Satyajit Pattnaik
Satyajit Pattnaik

Reputation: 135

AttributeError: module 'tensorflow.contrib.learn.python.learn.ops' has no attribute 'split_squeeze'

I am using lstm predictor for timeseries prediction..

regressor = skflow.Estimator(model_fn=lstm_model(TIMESTEPS, RNN_LAYERS, DENSE_LAYERS))

validation_monitor = learn.monitors.ValidationMonitor(X['val'], y['val'],
                                                      every_n_steps=PRINT_STEPS,
                                                      early_stopping_rounds=1000)

regressor.fit(X['train'], y['train'], monitors=[validation_monitor])

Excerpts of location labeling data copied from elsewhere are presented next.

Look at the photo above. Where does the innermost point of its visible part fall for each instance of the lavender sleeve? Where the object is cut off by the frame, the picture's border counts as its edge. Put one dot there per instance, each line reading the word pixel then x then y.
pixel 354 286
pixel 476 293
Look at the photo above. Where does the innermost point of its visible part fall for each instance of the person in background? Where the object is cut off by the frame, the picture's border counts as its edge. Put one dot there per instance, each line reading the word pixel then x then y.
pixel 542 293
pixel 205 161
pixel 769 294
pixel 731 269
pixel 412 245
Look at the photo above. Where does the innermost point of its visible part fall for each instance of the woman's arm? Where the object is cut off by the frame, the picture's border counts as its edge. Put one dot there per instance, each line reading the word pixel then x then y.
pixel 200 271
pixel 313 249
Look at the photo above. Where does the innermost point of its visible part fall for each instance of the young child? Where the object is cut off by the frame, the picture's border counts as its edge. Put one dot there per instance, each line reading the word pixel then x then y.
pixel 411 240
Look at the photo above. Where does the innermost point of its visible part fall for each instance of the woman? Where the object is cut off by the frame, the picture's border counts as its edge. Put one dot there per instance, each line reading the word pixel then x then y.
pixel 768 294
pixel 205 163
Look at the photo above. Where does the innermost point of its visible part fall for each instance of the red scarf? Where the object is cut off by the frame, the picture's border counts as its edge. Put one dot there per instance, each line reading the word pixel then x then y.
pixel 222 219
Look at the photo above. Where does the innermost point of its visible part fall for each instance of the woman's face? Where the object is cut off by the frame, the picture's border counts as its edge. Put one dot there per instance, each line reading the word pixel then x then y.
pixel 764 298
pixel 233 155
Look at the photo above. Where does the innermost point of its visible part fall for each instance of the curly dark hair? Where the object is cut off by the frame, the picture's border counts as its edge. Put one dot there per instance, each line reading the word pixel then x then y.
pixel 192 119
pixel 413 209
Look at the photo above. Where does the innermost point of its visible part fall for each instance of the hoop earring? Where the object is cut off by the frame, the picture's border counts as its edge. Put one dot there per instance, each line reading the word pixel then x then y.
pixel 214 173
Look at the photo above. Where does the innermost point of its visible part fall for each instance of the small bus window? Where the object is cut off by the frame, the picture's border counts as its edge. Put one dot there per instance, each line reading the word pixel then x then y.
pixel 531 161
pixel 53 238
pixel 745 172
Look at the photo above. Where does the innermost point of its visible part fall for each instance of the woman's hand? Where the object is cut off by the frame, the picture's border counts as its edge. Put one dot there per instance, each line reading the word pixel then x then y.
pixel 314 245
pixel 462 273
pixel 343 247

But while doing regressor.fit, i am getting the error as shown in Title, need help on this..

Upvotes: 1

Views: 476

Answers (1)

I understand that your code imports the lstm_model from the file lstm_predictor.py when initializing your estimator. If so, the problem is caused by the following line:

x_ = learn.ops.split_squeeze(1, time_steps, X)

As the README.md of that repo tells, the Tensorflow API has changed significantly. The function split_squeeze also seems to be removed from the module tensorflow.contrib.learn.python.ops. This issue has been discussed in that repository but no changes have been made in that repo since 2 years!

Yet, you can simply replace that function with tf.unstack. So simply change the line as:

x_ =  tf.unstack(X, num=time_steps, axis=1)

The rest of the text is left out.